Re: [PATCH] KVM: x86/pmu: Isolate TSX specific perf_event_attr.attr logic for AMD

From: Jim Mattson
Date: Mon Mar 07 2022 - 16:43:05 EST


On Sun, Mar 6, 2022 at 10:38 PM Like Xu <like.xu.linux@xxxxxxxxx> wrote:
>
> From: Like Xu <likexu@xxxxxxxxxxx>
>
> HSW_IN_TX* bits are used in generic code which are not supported on
> AMD. Worse, these bits overlap with AMD EventSelect[11:8] and hence
> using HSW_IN_TX* bits unconditionally in generic code is resulting in
> unintentional pmu behavior on AMD. For example, if EventSelect[11:8]
> is 0x2, pmc_reprogram_counter() wrongly assumes that
> HSW_IN_TX_CHECKPOINTED is set and thus forces sampling period to be 0.
>
> Opportunistically remove two TSX specific incoming parameters for
> the generic interface reprogram_counter().
>
> Fixes: 103af0a98788 ("perf, kvm: Support the in_tx/in_tx_cp modifiers in KVM arch perfmon emulation v5")
> Co-developed-by: Ravi Bangoria <ravi.bangoria@xxxxxxx>
> Signed-off-by: Ravi Bangoria <ravi.bangoria@xxxxxxx>
> Signed-off-by: Like Xu <likexu@xxxxxxxxxxx>
> ---
> Note: this patch is based on [1] which is considered to be a necessary cornerstone.
> [1] https://lore.kernel.org/kvm/20220302111334.12689-1-likexu@xxxxxxxxxxx/
>
> arch/x86/kvm/pmu.c | 29 ++++++++++++++---------------
> 1 file changed, 14 insertions(+), 15 deletions(-)
>
> diff --git a/arch/x86/kvm/pmu.c b/arch/x86/kvm/pmu.c
> index 17c61c990282..d0f9515c37dd 100644
> --- a/arch/x86/kvm/pmu.c
> +++ b/arch/x86/kvm/pmu.c
> @@ -99,8 +99,7 @@ static void kvm_perf_overflow(struct perf_event *perf_event,
>
> static void pmc_reprogram_counter(struct kvm_pmc *pmc, u32 type,
> u64 config, bool exclude_user,
> - bool exclude_kernel, bool intr,
> - bool in_tx, bool in_tx_cp)
> + bool exclude_kernel, bool intr)
> {
> struct perf_event *event;
> struct perf_event_attr attr = {
> @@ -116,16 +115,18 @@ static void pmc_reprogram_counter(struct kvm_pmc *pmc, u32 type,
>
> attr.sample_period = get_sample_period(pmc, pmc->counter);
>
> - if (in_tx)
> - attr.config |= HSW_IN_TX;
> - if (in_tx_cp) {
> - /*
> - * HSW_IN_TX_CHECKPOINTED is not supported with nonzero
> - * period.
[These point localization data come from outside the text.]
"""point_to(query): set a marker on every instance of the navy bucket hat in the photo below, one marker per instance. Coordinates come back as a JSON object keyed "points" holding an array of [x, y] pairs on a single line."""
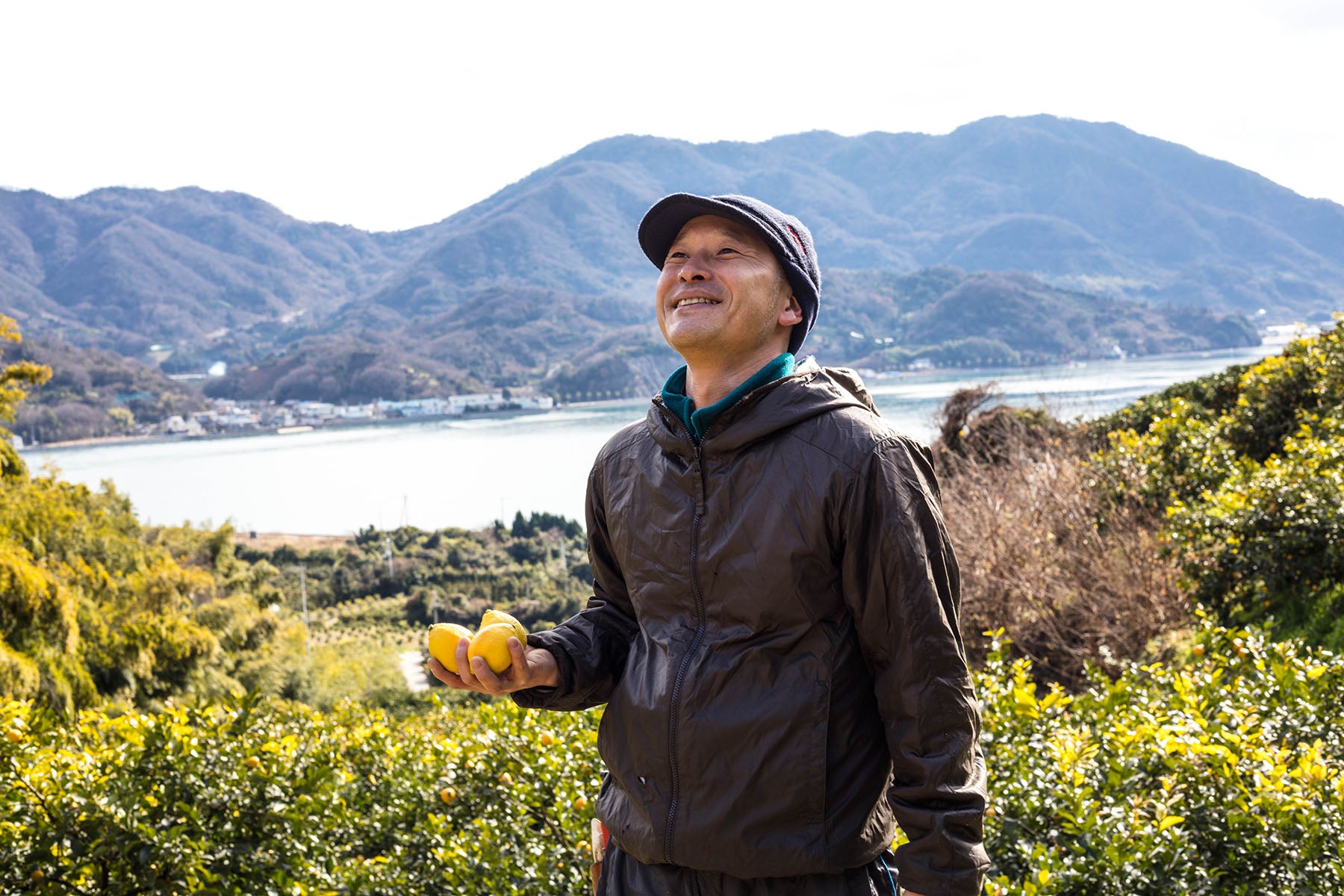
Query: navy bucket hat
{"points": [[786, 237]]}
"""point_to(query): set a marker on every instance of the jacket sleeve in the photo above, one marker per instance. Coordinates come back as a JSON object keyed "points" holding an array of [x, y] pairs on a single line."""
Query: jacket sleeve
{"points": [[902, 586], [591, 647]]}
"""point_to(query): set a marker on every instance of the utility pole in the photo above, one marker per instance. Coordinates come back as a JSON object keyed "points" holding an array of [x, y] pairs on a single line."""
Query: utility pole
{"points": [[302, 597]]}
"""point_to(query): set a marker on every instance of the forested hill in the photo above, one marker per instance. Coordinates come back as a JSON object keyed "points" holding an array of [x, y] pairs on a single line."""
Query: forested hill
{"points": [[1149, 243]]}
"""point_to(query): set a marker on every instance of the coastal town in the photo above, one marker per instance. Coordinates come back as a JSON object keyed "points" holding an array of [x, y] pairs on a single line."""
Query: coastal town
{"points": [[228, 417]]}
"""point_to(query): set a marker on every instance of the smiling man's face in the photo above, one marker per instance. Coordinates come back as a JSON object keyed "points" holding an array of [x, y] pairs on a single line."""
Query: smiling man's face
{"points": [[722, 294]]}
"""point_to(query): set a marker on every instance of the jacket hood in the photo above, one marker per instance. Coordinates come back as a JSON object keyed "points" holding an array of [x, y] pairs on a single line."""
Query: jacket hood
{"points": [[809, 391]]}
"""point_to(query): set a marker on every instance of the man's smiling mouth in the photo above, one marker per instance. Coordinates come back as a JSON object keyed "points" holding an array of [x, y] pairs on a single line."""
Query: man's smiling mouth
{"points": [[697, 300]]}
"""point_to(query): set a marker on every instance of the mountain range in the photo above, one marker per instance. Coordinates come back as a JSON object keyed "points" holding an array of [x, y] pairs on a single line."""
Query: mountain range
{"points": [[1068, 237]]}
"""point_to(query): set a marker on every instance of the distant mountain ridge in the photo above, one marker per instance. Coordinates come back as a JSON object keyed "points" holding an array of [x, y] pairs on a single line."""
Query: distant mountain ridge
{"points": [[1078, 207]]}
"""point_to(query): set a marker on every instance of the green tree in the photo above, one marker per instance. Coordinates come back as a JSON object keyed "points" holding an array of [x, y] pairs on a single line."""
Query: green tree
{"points": [[13, 379]]}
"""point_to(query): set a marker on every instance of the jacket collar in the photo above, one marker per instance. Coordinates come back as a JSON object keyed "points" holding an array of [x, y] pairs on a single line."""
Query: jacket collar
{"points": [[809, 391]]}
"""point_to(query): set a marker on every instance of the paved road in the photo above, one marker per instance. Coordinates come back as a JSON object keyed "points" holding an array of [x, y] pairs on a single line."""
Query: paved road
{"points": [[413, 667]]}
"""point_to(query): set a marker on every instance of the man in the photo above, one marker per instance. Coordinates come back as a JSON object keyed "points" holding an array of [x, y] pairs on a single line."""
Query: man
{"points": [[774, 615]]}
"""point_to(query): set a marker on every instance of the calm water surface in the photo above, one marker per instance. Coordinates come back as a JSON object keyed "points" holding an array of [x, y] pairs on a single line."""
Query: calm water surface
{"points": [[472, 472]]}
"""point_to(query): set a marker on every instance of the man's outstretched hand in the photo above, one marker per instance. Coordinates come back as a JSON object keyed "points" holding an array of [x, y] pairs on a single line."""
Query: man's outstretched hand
{"points": [[531, 668]]}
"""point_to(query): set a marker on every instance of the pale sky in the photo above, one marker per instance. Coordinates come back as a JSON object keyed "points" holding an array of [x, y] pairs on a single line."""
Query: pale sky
{"points": [[396, 113]]}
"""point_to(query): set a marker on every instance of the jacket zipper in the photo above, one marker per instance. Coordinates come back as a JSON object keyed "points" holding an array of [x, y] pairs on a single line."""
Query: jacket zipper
{"points": [[685, 660]]}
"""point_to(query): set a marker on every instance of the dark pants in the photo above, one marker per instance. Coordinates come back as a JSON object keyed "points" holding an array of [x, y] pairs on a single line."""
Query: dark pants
{"points": [[623, 876]]}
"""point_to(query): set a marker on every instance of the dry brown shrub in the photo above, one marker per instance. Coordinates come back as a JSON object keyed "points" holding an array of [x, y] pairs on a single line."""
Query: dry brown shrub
{"points": [[1043, 553]]}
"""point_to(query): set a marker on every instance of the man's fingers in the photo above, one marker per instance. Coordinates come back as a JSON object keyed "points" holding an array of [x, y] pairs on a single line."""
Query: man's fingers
{"points": [[464, 667], [441, 672], [517, 653]]}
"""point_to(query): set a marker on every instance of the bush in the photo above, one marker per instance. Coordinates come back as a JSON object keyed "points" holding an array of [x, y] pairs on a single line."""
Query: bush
{"points": [[1219, 775], [253, 795], [1253, 494]]}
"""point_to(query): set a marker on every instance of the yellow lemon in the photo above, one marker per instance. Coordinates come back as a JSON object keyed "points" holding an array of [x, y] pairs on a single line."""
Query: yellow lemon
{"points": [[495, 617], [491, 642], [443, 642]]}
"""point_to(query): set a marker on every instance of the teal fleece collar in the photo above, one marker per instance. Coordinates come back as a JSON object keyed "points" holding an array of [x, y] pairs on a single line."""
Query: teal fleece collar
{"points": [[699, 421]]}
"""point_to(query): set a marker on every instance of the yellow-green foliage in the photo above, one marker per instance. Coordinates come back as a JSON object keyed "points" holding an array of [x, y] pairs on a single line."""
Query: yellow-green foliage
{"points": [[92, 605], [1254, 494], [1219, 774], [1223, 774], [255, 797]]}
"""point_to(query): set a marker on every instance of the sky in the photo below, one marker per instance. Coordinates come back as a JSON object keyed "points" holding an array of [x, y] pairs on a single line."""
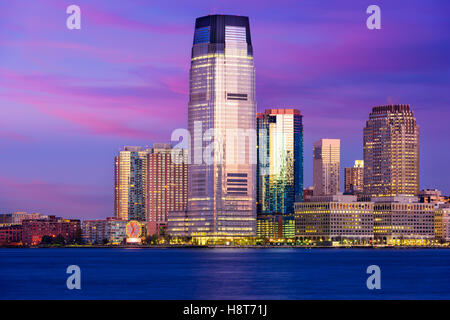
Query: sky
{"points": [[70, 99]]}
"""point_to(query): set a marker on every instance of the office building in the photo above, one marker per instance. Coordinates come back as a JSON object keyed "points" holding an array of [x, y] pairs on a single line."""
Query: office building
{"points": [[334, 218], [402, 220], [167, 185], [280, 161], [354, 178], [130, 189], [326, 166], [108, 231], [10, 234], [222, 110], [34, 230], [391, 152], [442, 223], [430, 196], [275, 226]]}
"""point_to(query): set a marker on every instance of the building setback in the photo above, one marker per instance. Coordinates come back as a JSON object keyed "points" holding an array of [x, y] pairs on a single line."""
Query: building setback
{"points": [[222, 104], [391, 152], [280, 161], [326, 166]]}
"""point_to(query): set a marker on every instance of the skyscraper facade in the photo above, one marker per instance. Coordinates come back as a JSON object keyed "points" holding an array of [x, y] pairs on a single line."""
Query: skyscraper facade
{"points": [[130, 184], [391, 152], [354, 178], [167, 185], [326, 166], [222, 108], [280, 161]]}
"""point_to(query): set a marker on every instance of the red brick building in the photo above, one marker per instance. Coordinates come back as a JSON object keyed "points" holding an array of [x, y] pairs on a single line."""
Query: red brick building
{"points": [[34, 230], [10, 234]]}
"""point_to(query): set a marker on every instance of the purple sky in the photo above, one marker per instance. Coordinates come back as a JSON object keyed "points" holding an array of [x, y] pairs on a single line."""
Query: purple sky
{"points": [[69, 99]]}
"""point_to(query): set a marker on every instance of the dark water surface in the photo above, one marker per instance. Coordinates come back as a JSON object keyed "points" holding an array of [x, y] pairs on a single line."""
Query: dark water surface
{"points": [[224, 273]]}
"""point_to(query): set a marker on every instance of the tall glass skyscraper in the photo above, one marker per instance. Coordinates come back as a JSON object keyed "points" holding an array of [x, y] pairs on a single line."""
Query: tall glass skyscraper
{"points": [[391, 152], [280, 161], [221, 121]]}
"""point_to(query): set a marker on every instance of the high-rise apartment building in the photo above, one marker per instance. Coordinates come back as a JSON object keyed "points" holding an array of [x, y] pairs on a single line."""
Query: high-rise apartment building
{"points": [[354, 178], [391, 152], [130, 190], [339, 218], [326, 166], [111, 230], [222, 108], [167, 185], [280, 161]]}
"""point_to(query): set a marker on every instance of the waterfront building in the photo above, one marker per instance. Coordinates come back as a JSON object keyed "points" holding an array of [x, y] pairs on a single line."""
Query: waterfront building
{"points": [[17, 217], [222, 107], [334, 218], [391, 152], [354, 178], [110, 230], [326, 166], [34, 230], [308, 193], [167, 185], [177, 224], [402, 220], [130, 189], [280, 161], [10, 234], [275, 226], [430, 196], [442, 222]]}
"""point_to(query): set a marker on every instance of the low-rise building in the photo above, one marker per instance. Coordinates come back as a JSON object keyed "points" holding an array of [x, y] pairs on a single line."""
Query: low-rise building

Just clear the sample period so at least
> - * allocating the counter doesn't fail.
> - */
> - attr.sample_period = 0;
> - attr.config |= HSW_IN_TX_CHECKPOINTED;
> + if (guest_cpuid_is_intel(pmc->vcpu)) {

This is not the right condition to check. Per the SDM, both bits 32
and 33 "may only be set if the processor supports HLE or RTM." On
other Intel processors, this bit is reserved and any attempts to set
them result in a #GP.

> + if (pmc->eventsel & HSW_IN_TX)
> + attr.config |= HSW_IN_TX;

This statement does nothing. If HSW_IN_TX is set in pmc->eventsel, it
is set in attr.config already.

> + if (pmc->eventsel & HSW_IN_TX_CHECKPOINTED) {
> + /*
> + * HSW_IN_TX_CHECKPOINTED is not supported with nonzero
> + * period. Just clear the sample period so at least
> + * allocating the counter doesn't fail.
> + */
> + attr.sample_period = 0;
> + attr.config |= HSW_IN_TX_CHECKPOINTED;

As above, this statement does nothing. We should just set
attr.sample_period to 0. Note, however, that the SDM documents an
additional constraint which is ignored here: "This bit may only be set
for IA32_PERFEVTSEL2." I have confirmed that a #GP is raised for an
attempt to set bit 33 in any PerfEvtSeln other than PerfEvtSel2 on a
Broadwell Xeon E5.

> + }
> }
>
> event = perf_event_create_kernel_counter(&attr, -1, current,
> @@ -268,9 +269,7 @@ void reprogram_counter(struct kvm_pmc *pmc)
> (eventsel & AMD64_RAW_EVENT_MASK),
> !(eventsel & ARCH_PERFMON_EVENTSEL_USR),
> !(eventsel & ARCH_PERFMON_EVENTSEL_OS),
> - eventsel & ARCH_PERFMON_EVENTSEL_INT,
> - (eventsel & HSW_IN_TX),
> - (eventsel & HSW_IN_TX_CHECKPOINTED));
> + eventsel & ARCH_PERFMON_EVENTSEL_INT);
> }
> EXPORT_SYMBOL_GPL(reprogram_counter);
>
> --
> 2.35.1
>